What a total lack of logic on my part! I just wrote a moment ago: at her father's command, Rachela Erato divorced me and married, in Babylon, a wise man of Israel, whom she'd already born as many Symeons, Jacobs, Joanneses, Judahs, Naathaniels and Matheuses as have broken off from Israel two centuries ago in order to follow him, who has caused it that also west of the Hind walking on water becomes accessible to human-kind. And she bore those twelve -- as says Samasariston -- in great joy; whence thus comes this appeal to her rights, by way of the rebellion by her demon-servant, rights which she'd laid at the booted feet of a caravan robber? Has she loved me, after all? Poor creature! She'd always so wanted for good fortune and long life -- or so, at least, says Alexandra. What will happen now? There is but one hope: that the demons of Media take their oaths of loyalty as seriously as the sons of the grand priests of Persis. Ardashir hates me, but serves me faithfully, and until I grant him his freedom, will not betray any of my secrets even to his own father. May Asmodeos, subdued by Rachela, be as loyal to her as Ardashir is to me! If she -- after all -- does love me, and he knows about that love, he'd be a scoundrel, not a knight, to reveal this fact to any of his incorporeal friends.

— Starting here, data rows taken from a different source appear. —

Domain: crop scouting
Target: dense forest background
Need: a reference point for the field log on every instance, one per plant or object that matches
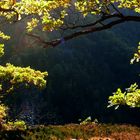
(83, 73)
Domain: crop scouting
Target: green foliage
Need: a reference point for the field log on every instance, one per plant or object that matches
(130, 97)
(17, 75)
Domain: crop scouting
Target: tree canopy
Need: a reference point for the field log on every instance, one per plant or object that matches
(57, 15)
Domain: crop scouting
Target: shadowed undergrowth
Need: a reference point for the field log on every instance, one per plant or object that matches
(75, 131)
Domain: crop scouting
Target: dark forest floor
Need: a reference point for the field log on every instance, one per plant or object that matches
(75, 132)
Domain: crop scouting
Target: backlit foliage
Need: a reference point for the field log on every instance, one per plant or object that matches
(130, 97)
(51, 14)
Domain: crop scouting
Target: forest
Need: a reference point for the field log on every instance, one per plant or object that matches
(69, 69)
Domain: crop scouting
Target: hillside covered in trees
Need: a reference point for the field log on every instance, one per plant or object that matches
(75, 65)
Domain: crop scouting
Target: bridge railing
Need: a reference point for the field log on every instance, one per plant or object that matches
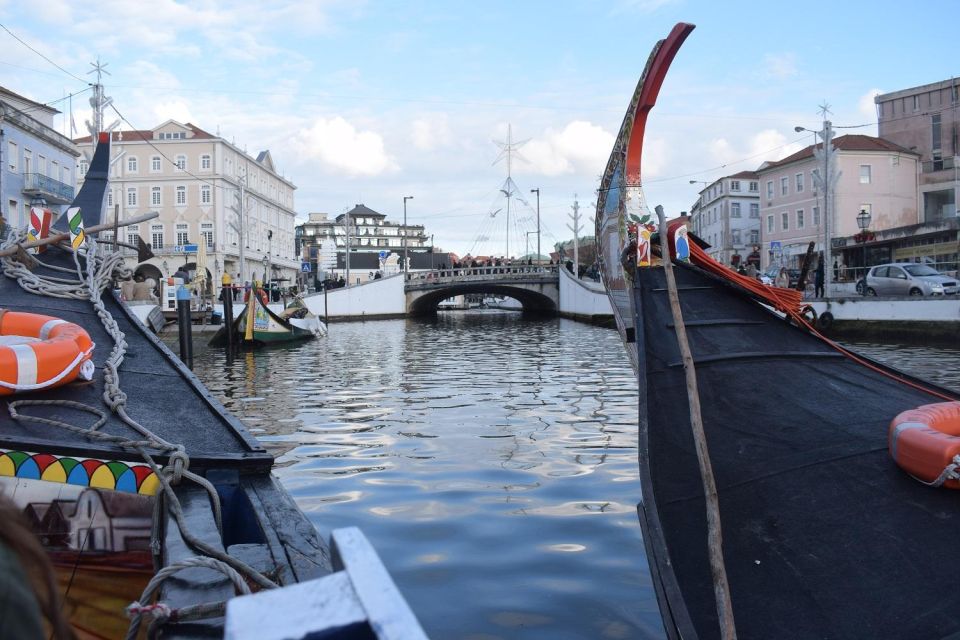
(466, 274)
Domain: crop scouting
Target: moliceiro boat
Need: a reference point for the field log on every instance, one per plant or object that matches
(256, 324)
(781, 492)
(163, 513)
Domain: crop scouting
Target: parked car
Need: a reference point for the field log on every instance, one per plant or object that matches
(908, 278)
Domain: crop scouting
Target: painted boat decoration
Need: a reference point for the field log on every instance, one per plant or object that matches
(162, 511)
(823, 534)
(257, 325)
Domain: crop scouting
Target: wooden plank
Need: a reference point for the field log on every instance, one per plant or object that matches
(387, 612)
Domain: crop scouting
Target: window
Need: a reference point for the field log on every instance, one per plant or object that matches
(156, 236)
(935, 132)
(206, 233)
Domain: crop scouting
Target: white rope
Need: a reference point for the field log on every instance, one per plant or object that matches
(100, 273)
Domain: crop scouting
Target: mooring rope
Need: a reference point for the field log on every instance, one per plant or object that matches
(100, 272)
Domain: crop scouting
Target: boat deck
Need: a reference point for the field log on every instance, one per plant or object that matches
(823, 535)
(163, 395)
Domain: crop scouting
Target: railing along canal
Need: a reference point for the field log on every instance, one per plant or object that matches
(513, 272)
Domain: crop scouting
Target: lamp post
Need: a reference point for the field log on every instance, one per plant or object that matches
(824, 182)
(863, 221)
(537, 191)
(405, 265)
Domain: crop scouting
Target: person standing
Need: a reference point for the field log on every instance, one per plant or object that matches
(818, 277)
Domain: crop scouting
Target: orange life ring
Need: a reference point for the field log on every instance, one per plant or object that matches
(61, 354)
(924, 442)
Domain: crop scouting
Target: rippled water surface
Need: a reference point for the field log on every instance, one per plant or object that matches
(491, 460)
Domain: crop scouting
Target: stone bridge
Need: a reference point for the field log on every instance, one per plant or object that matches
(535, 287)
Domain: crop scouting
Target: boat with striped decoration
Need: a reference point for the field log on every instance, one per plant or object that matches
(773, 513)
(172, 503)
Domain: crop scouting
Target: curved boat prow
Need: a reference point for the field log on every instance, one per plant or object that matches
(623, 220)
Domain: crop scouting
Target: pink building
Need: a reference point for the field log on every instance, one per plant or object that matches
(875, 175)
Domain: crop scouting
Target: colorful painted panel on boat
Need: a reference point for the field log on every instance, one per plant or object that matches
(84, 472)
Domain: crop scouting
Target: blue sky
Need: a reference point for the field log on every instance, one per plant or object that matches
(371, 101)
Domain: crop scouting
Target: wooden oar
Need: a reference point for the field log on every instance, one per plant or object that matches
(66, 236)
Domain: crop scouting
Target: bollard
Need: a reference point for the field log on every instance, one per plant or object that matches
(184, 325)
(227, 296)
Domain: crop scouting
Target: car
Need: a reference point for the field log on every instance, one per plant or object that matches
(908, 278)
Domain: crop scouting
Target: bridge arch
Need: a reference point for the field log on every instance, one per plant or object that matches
(533, 301)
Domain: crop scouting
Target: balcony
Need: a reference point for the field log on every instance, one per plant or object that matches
(37, 185)
(932, 166)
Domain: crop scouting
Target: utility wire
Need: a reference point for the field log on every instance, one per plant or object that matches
(18, 39)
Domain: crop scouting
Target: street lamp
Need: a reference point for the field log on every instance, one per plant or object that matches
(537, 191)
(405, 198)
(863, 221)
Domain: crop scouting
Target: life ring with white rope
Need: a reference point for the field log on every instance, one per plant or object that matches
(924, 443)
(41, 352)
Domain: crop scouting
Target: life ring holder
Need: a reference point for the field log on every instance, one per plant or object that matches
(924, 443)
(59, 353)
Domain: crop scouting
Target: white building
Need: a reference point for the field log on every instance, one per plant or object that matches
(194, 180)
(727, 216)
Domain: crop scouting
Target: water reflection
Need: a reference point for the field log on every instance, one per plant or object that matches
(468, 447)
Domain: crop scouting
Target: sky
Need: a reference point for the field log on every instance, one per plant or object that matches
(368, 102)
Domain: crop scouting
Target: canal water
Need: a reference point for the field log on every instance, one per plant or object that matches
(490, 458)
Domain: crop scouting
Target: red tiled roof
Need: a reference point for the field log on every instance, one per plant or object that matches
(850, 142)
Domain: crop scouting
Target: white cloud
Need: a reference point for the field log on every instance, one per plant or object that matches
(780, 66)
(431, 132)
(580, 148)
(338, 145)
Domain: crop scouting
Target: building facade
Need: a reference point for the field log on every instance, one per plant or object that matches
(875, 175)
(726, 215)
(926, 119)
(322, 240)
(37, 164)
(205, 190)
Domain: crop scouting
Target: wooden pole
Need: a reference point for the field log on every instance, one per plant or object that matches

Do not rejoice too early, my tender sister: the mounted archer only seemingly pointed his far-ranging weapon towards the auxiliary unit recruited in the ravines of the borderland desert; in fact, he still aims straight into the Roman quadrangle: Klaudios Iulian says that, without slightest doubt at all, he believes the murderer of Achilles to be -- you, Alexandra!

(Which ends Khesroes to Markia letter the first, earning you stars for such faithful reading, and me -- a well deserved break).